High fidelity prototypes or low fidelity prototypes, that is the question. For quite a while, I’ve been an advocate for low-fidelity prototypes.
The best arguments in favor of low fi are:
- Fast to build
- No technical or design ability required
- Prevent tunnel vision — don’t distract the end user with visuals
- Get good feedback fast
I still think these are pretty good arguments. Especially very early in the brainstorming phase, or in the validation phase (I think you asked me to build something like this). Low fi works well for that broad-strokes, big picture functionality.
But the more I’ve used prototyping and ProtoShare, the more I’ve found that I move from low fidelity to high fidelity much more quickly, and that it pays off with huge benefits.
The reason high fidelity works so well can be summed up with one word: Engagement. No matter who your stakeholder – executive, end user, developer, UX pro – higher fidelity prototypes grab and hold you users attention much more effectively than low fidelity.
This engagement leads to discovery of more complex and subtle issues and conflicts during the design process, and allows you to iterate quickly on issues that might otherwise not come up until very late in the process, requiring significant rework.

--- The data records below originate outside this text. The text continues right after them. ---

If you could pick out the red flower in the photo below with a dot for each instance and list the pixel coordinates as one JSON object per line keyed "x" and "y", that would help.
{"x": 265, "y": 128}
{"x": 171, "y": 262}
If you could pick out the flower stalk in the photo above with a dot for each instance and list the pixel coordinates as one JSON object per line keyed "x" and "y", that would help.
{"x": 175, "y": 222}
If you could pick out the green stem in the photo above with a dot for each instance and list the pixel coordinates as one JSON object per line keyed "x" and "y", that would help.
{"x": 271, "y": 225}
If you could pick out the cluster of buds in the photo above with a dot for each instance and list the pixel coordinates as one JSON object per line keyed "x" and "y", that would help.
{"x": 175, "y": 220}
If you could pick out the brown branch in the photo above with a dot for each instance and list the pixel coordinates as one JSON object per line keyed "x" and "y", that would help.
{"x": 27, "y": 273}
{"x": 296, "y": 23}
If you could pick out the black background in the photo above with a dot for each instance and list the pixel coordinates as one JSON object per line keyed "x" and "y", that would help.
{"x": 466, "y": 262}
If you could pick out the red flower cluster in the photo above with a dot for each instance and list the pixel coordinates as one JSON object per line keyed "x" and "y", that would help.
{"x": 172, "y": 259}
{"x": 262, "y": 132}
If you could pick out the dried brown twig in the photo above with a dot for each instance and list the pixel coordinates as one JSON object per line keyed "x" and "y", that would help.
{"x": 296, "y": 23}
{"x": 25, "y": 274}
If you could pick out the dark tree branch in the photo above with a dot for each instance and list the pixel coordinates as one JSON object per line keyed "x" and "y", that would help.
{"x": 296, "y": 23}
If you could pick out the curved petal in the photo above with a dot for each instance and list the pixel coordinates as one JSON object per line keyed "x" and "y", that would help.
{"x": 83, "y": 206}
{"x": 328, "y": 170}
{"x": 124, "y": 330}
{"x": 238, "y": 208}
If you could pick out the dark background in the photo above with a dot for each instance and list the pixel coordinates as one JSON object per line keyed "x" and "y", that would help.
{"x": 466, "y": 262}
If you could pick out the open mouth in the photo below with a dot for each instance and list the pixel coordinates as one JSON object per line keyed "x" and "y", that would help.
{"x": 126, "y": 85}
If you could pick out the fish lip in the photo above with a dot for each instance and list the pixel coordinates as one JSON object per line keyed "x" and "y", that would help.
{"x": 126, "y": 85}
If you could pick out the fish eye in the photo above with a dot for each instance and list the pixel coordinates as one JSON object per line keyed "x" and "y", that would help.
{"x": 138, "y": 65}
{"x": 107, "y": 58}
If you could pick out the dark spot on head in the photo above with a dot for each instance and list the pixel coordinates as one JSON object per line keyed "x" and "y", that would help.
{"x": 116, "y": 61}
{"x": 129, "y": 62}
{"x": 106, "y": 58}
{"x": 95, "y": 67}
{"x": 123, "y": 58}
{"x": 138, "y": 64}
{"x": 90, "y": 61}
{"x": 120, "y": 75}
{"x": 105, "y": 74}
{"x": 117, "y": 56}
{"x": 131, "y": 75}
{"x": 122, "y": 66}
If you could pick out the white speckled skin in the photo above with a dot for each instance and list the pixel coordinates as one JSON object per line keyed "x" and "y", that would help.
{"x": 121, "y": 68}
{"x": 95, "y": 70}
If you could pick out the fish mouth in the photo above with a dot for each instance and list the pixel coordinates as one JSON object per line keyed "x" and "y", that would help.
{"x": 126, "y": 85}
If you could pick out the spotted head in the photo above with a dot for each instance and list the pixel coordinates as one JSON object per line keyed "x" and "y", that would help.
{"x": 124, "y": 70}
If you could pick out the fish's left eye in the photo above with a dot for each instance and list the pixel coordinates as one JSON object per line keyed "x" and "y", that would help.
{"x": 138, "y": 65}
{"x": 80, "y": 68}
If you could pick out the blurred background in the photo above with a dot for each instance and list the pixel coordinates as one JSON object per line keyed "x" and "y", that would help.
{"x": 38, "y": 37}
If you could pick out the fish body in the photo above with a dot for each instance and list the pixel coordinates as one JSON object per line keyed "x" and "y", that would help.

The only drawback of high-fidelity prototypes is time. You want to iterate rapidly, and the prototype is not the product. Higher fidelity will take a bit longer. But it doesn’t have to be slow. We’ve spent a lot of time with ProtoShare trying to make high-fidelity prototypes fast.
We’ve said for a long time ‘prototype as much as you need to get your point across’ and I still believe this. More and more, I’m finding that high-fidelity gets my point across much more effectively, and without much more effort.